Thomas Albert attended the public schools of Lebanon, Pennsylvania and Wilson, North Carolina. In 1970, he received the degree A.B. (Magna Cum Laude) from Atlantic Christian College (now Barton College), where he studied composition with William Duckworth. He received the M.Mus. (1972) and D.M.A. (1974) in composition from the University of Illinois at Urbana-Champaign, studying with Paul Martin Zonn and Ben Johnston.
Since 1974, he has been a member of the faculty of Shenandoah Conservatory at Shenandoah University. From 1989 - 2004 he was Associate Dean of the Conservatory; from 2004 - 2008 he was Chair of the Theatre Division. He is currently Professor of Music (composition and musical theatre) and holds the Harold Herman Chair in Musical Theatre. He has served as music director and conductor for more than 100 musicals and revues.
Albert’s music is stylistically postmodern, exhibiting influences of Ives, Copland, Crumb, minimalism and 20th-century American popular music.
Since the mid-1990s his works have been mostly composed for the combination of instruments known as the "Pierrot sextet" (after Arnold Schoenberg's Pierrot Lunaire: flute, clarinet, violin, cello, piano, with percussion instead of Schoenberg's singer), and have explored the application of the Fibonacci series (a numerical series in which each number is the sum of the previous two numbers: 0, 1, 1, 2, 3, 5, 8, 13, 21, 34, 55, 89, 144, 233…) to musical structures.
Early works include A Maze (With Grace) (1975, after "Amazing Grace") and Devil’s Rain (1977) both of which were recorded by the ensemble Relâche for Mode Records. According to critic and composer Kyle Gann writing for The Village Voice, "A Maze (with Grace) and Devil's Rain mark the edge where minimalism seeped into its postgenre, but they transcend either style ...".

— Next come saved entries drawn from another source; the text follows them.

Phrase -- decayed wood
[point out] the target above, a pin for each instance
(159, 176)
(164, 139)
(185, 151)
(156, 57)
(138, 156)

In 1976 he composed a one-act opera, Lizbeth, based on the legend of Lizzie Borden. The work, with libretto by Lindé Hayen Herman, was commissioned by a grant from the National Endowment from the Arts, and was a finalist in the 1988 National Opera Association's chamber opera competition.
His best-known composition is Thirteen Ways, commissioned by eighth blackbird. The piece was inspired by Wallace Stevens’ poem, "Thirteen Ways of Looking at a Blackbird", from which the ensemble derived its name, it is the title work of eighth blackbird’s first commercial recording, Thirteen Ways (Cedille Records).

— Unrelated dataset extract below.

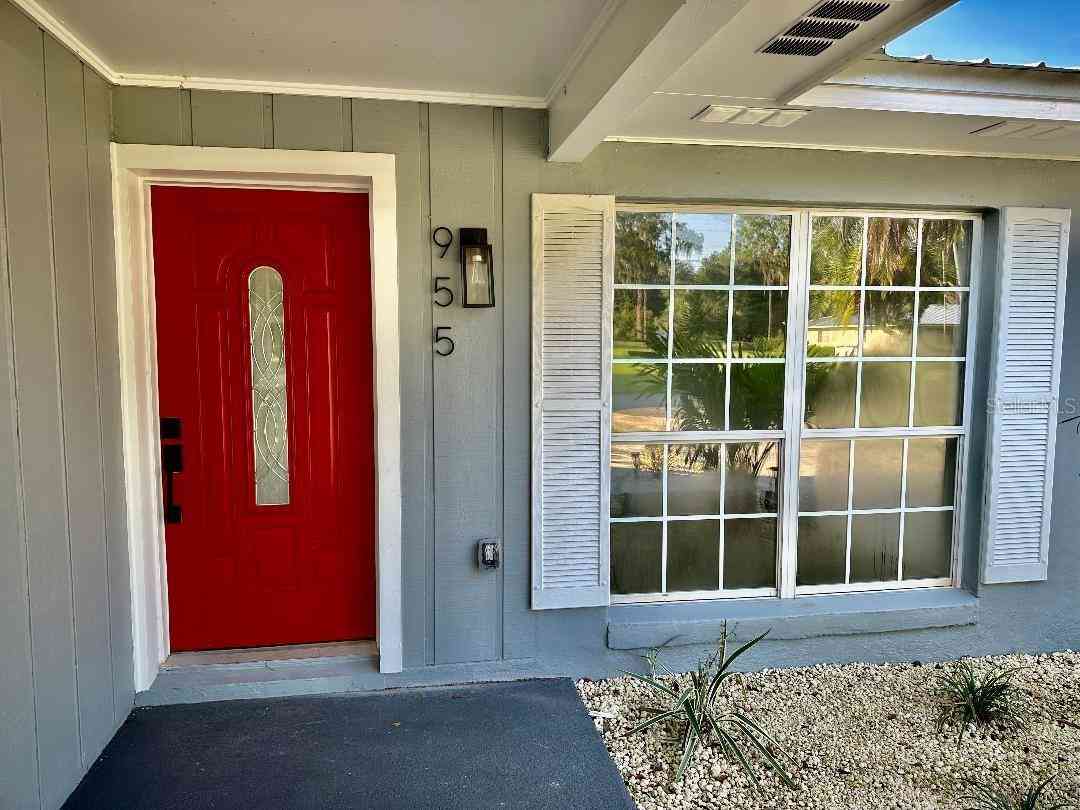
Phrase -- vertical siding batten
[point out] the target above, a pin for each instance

eighth blackbird also commissioned his incidental music for the University of Cincinnati College-Conservatory of Music's 1998 production of Angels in America: The Millennium Approaches.

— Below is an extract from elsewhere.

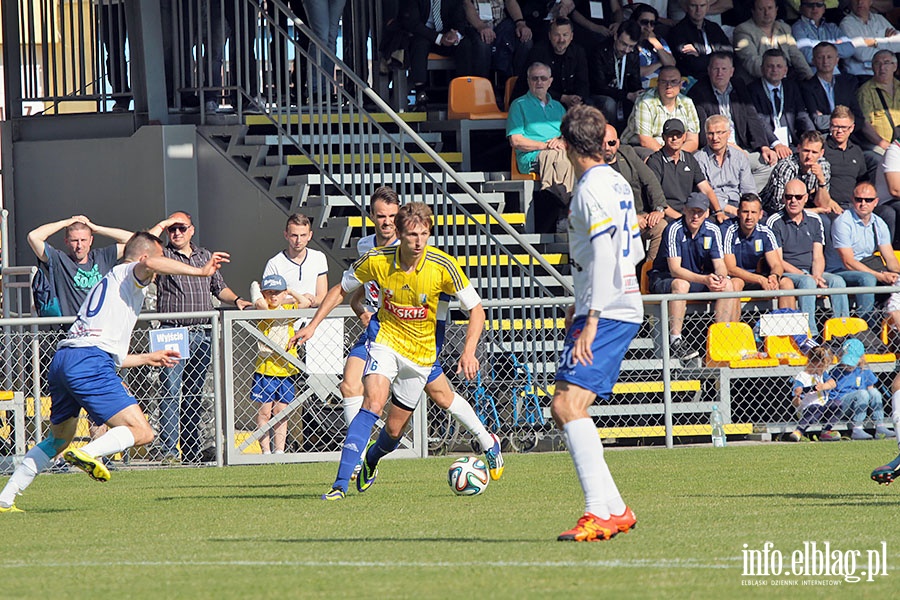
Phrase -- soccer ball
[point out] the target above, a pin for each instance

He has composed two works inspired by art exhibits at the Smithsonian Institution for the 21st Century Consort. The Devil's Handyman (2002) was prompted by works of American sculptor H. C. Westermann, and the art of Saul Steinberg inspired Illuminations (2007).
Night Music was commissioned by the Pittsburgh New Music Ensemble for its 30th anniversary season in 2006, and was recorded by the ensemble for Lime Green Productions, released in the summer of 2007.